The PCM is used as the main heat dissipation material to keep the battery at the optimum operating temperature during discharging, and the liquid cooling acts as the role of recovering the latent heat of the PCM timely during charging.

What you are asking, is taking the heat inside the PCM and somehow, magically, turn it into electricity.

There is thermoelectric generator (TEG) out there, that uses thermoelectric material to turn heat into electricity. But at current date, those are used in power plants and some BEVs.
Further reading: https://en.wikipedia.org/wiki/Thermoelectric_generator

But with an efficiency of 5%-8%, bulky size and the cost of it, it isn't feasible to make one for consumer electronics.

Or does it not work that simply to get the heat into the packet. Would it help with a room that is too warm for example.

You can get the heat into PCM just fine. But the question is, how you can get the heat out from PCM, into TEG, to turn heat into electricity. Better question is to get a TEG that is small enough to fit inside the laptop, doesn't cost a fortune + then some, and is efficient enough in a reasonable time frame, to justify it's manufacturing cost.

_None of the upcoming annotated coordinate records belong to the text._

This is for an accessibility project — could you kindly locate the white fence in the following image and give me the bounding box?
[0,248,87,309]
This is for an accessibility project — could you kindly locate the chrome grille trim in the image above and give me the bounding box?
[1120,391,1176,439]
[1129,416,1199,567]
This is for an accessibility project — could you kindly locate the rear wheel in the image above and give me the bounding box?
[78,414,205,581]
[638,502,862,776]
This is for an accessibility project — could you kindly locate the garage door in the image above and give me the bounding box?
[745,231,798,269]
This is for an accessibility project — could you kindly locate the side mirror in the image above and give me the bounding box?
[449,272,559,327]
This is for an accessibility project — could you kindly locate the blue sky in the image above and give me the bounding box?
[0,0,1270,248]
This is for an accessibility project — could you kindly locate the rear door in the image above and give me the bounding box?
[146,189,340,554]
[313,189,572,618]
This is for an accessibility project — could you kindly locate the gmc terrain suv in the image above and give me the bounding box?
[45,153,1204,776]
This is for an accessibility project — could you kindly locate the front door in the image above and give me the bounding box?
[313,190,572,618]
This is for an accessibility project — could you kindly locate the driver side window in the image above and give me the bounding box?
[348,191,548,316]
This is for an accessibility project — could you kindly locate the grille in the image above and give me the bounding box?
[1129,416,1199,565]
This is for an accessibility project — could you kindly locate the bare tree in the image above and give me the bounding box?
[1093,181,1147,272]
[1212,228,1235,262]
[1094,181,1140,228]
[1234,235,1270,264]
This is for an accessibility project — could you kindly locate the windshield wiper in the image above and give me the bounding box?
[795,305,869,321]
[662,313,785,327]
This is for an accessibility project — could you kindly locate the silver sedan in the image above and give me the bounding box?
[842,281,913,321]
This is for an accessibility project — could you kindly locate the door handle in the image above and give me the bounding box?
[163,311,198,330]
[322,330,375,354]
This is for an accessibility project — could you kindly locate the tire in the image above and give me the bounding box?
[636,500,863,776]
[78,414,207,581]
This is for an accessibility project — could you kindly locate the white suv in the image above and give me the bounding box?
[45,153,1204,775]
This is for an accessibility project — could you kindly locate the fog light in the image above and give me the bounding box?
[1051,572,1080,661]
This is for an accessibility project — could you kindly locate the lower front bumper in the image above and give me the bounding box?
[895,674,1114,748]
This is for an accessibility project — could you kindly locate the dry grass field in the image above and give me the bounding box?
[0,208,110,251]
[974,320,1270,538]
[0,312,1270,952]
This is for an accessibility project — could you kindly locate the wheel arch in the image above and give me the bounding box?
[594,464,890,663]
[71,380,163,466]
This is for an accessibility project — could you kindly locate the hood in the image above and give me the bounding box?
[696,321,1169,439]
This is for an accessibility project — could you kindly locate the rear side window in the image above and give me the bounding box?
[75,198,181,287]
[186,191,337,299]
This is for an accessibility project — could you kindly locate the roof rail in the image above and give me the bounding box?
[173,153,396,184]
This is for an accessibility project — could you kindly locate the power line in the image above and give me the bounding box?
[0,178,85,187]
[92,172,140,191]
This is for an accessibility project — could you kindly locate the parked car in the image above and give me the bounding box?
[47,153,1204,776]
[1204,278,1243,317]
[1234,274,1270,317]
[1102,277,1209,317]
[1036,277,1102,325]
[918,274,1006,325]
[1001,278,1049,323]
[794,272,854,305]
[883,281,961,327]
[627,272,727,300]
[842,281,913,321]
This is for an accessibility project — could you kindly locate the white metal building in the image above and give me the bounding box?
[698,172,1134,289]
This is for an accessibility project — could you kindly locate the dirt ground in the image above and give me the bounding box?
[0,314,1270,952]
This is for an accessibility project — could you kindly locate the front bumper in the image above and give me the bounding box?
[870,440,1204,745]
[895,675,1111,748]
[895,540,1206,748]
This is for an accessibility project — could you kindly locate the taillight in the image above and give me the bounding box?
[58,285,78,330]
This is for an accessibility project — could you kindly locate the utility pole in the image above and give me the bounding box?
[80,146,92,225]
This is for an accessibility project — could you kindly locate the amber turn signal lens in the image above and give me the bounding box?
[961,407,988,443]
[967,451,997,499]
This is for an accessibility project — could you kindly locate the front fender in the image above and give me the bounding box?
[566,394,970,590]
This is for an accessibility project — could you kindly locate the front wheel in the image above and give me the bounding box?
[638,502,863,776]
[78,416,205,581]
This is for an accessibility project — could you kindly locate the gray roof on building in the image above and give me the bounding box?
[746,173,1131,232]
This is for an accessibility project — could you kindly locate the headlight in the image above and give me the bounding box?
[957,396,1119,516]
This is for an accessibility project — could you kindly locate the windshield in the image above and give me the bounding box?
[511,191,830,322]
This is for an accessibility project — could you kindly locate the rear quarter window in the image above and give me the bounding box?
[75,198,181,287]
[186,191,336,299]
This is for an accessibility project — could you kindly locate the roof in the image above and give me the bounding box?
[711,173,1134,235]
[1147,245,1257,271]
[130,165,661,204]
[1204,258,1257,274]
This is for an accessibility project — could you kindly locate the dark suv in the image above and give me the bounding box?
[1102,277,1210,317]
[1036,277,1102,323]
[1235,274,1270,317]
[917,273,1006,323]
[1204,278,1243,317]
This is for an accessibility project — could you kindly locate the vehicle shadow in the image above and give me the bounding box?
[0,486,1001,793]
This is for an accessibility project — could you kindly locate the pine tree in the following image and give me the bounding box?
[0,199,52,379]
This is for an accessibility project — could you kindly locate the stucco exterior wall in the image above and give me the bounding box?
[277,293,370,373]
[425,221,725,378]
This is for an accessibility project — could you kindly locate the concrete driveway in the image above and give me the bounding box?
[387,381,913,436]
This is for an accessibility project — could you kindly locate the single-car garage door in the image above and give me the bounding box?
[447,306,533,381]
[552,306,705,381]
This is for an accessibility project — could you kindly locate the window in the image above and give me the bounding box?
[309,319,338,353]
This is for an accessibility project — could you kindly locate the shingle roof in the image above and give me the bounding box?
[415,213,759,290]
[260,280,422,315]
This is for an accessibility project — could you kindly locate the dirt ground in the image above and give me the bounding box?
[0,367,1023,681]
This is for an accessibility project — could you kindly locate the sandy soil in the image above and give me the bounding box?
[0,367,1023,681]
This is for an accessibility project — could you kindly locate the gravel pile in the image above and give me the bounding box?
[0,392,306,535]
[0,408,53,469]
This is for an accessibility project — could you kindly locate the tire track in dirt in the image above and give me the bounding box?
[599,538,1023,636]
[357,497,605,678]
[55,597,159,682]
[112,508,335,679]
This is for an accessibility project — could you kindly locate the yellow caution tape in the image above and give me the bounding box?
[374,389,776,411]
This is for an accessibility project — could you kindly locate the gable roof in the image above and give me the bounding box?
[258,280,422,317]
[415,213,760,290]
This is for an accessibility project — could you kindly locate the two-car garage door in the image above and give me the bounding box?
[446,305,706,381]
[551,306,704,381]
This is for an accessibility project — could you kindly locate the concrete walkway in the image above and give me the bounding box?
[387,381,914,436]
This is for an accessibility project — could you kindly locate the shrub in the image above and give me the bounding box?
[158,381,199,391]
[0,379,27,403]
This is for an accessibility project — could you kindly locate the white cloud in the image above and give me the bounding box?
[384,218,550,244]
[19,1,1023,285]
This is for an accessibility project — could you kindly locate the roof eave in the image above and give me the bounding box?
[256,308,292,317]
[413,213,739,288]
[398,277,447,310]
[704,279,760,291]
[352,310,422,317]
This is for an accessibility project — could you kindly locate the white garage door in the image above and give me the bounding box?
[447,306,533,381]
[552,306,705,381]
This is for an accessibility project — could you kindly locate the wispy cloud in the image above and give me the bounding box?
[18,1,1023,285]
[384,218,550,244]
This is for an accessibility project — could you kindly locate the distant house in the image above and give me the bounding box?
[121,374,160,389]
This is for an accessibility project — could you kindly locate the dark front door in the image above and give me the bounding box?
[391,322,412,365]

What you are seeking, does not exist as of now (at least in the small size, high enough efficiency and low cost to make it worthwhile). Maybe in 50 years time or so, when science advances enough, there are cheap, small and efficient TEGs for consumer electronics.
But by that time, component efficiency could be that good, that there's little, if any, excess heat. Making usage of TEGs (and research into them) pointless.